There was a time not that long ago when nobody would have gotten within a quarter mile of Martin’s place without him knowing it. When he was still on the job, spent his days staring at active threats, he made sure every inch of his property and the surroun
ding area was secure.
Even more so after what happened to my family, I’m sure.
The years since must have eroded some of that. Moving to the mountains, leaving the life, he allowed his vigilance to come down.
And apparently someone had been out there, waiting.
“Meaning the shooting probably took place even earlier,” I said. “That was just the first she was able to make it to the phone.”
Pausing, as if considering it for the first time, Pally said, “Yeah.”
Silence again fell as we both sat and chewed on things. We each added what the other had shared, trying to make things fit.
“Diggs?” I asked.
“Out of the country on assignment,” Pally said. “I reached out to him, same as you. He’s deep in the muck, undercover.
“I got a message his way, but who knows when he’ll get it.”
After retiring, Carl Diggs had spent a year or so bouncing around in civilian life before deciding he missed it too much. Without a wife or kids, he’d been too untethered. He felt his skills were going to waste, his bank account suffering, and had decided to go into the private sector.

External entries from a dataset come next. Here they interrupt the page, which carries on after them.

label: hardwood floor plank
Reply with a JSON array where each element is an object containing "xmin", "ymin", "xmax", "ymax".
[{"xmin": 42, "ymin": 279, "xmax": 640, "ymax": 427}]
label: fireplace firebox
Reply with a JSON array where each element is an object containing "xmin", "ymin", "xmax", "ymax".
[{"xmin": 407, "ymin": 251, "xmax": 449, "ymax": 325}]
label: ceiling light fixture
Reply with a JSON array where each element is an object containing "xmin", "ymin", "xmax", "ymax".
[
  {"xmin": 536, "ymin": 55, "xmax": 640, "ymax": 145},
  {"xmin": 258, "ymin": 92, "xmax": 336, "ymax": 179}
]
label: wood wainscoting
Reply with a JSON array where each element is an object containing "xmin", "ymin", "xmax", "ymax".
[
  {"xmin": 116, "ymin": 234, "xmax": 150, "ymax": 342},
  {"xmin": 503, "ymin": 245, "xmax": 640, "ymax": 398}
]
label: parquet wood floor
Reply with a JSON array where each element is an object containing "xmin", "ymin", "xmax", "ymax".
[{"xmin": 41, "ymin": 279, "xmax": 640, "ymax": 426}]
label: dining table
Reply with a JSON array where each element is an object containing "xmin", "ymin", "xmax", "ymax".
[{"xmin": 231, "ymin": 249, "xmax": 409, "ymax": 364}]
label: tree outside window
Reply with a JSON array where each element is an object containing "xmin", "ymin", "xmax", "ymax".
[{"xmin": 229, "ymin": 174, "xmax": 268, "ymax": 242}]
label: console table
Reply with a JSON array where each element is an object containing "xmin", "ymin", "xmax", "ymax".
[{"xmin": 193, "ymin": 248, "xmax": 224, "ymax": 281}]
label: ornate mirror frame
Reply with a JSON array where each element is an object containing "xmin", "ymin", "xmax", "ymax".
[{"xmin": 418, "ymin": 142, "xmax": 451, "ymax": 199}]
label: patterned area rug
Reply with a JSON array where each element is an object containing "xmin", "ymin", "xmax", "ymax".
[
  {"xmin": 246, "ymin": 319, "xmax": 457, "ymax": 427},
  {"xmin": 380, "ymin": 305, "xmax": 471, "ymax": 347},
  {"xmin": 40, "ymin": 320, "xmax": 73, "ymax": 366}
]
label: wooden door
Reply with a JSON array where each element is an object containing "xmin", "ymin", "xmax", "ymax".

Soldiers for hire, if you were the one collecting a paycheck.
More commonly known as mercenaries to everybody else.
Of the original team, Martin was the lead, Diggs his deputy, me the swing guy. Pally was on comms, and a man named Don Hutchinson was our handler and overseer out of the Southwest Headquarters.
To this day, nobody knew where Pally lived, myself included. Hutch had died two years ago at my hand.
That was everybody.
And, again, way too much to be considered coincidence.
My mind raced. It tried to put everything from the last hours in context, attempting to add in years of prior history and case logs from our past time together.
“Who the hell...” I muttered, thoughts spilling out, my head unable to hold them all in. “And why now?”
“I don’t know,” Pally replied, taking the internal monologue as questions aimed his direction. “I’ve got every system I have working on that as we speak.”